A Quick Parade, 2010 Classic Red Ripe Puerh

The 2010 Classic Red is among a slew of revolutionary productions from no-name companies.  They range from down and dirty to dirty-dirty down and dirty.  What I mean here by dirty is really thickness.  Most all of these productions are garish in their unctuousness.  The 2010 Classic Red is no exception, so what makes it noteworthy?

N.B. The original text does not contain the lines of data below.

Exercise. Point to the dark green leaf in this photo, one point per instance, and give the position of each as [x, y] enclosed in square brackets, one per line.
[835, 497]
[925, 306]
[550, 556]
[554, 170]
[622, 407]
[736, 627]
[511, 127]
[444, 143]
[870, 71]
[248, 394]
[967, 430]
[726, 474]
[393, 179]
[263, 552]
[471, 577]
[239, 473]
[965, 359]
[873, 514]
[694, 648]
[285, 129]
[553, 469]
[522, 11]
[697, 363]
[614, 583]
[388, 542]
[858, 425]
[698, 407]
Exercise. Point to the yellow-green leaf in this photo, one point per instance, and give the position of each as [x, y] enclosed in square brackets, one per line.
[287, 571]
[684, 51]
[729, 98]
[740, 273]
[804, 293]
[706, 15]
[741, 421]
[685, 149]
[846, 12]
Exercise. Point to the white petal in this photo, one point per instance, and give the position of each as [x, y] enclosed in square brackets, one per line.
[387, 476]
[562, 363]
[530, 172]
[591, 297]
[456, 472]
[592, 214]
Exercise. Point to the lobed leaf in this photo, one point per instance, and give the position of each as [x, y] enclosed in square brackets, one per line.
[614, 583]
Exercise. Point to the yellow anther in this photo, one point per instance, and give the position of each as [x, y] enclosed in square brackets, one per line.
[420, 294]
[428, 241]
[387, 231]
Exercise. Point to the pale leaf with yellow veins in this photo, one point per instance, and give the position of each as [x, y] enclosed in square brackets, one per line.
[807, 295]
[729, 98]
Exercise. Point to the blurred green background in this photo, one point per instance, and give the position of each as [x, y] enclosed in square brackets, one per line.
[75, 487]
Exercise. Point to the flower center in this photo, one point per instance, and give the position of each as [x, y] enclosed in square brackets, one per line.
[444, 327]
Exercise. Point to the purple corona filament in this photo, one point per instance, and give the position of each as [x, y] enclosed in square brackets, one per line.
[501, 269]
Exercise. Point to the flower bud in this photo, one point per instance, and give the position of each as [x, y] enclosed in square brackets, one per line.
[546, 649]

It isn’t difficult.  It is in a most moderately pressed brick which airs out and breaks apart easily.  The air has allowed the processing to dissipate.  The water soaks the leaves easily.  The second and third flash infusions are the richest.  Gives a full mouthfeel, numbing, sweet, those notes of some kind of dried fruit, possibly cherry.  Very chocolately.  It’s like a quick parade through a small town where they throw chocolates to the eager crowd, vanishing as quickly as it appeared.

Still, there’s the tingle that’s left in the mouth.  A satisfaction in the gut.  It’s richer, thicker, sweeter than most but doesn’t last nearly as long either.  I can’t imagine much beyond six infusions, with the last being about two min.  The mouth zing lasts throughout and in the mouth a good five minutes.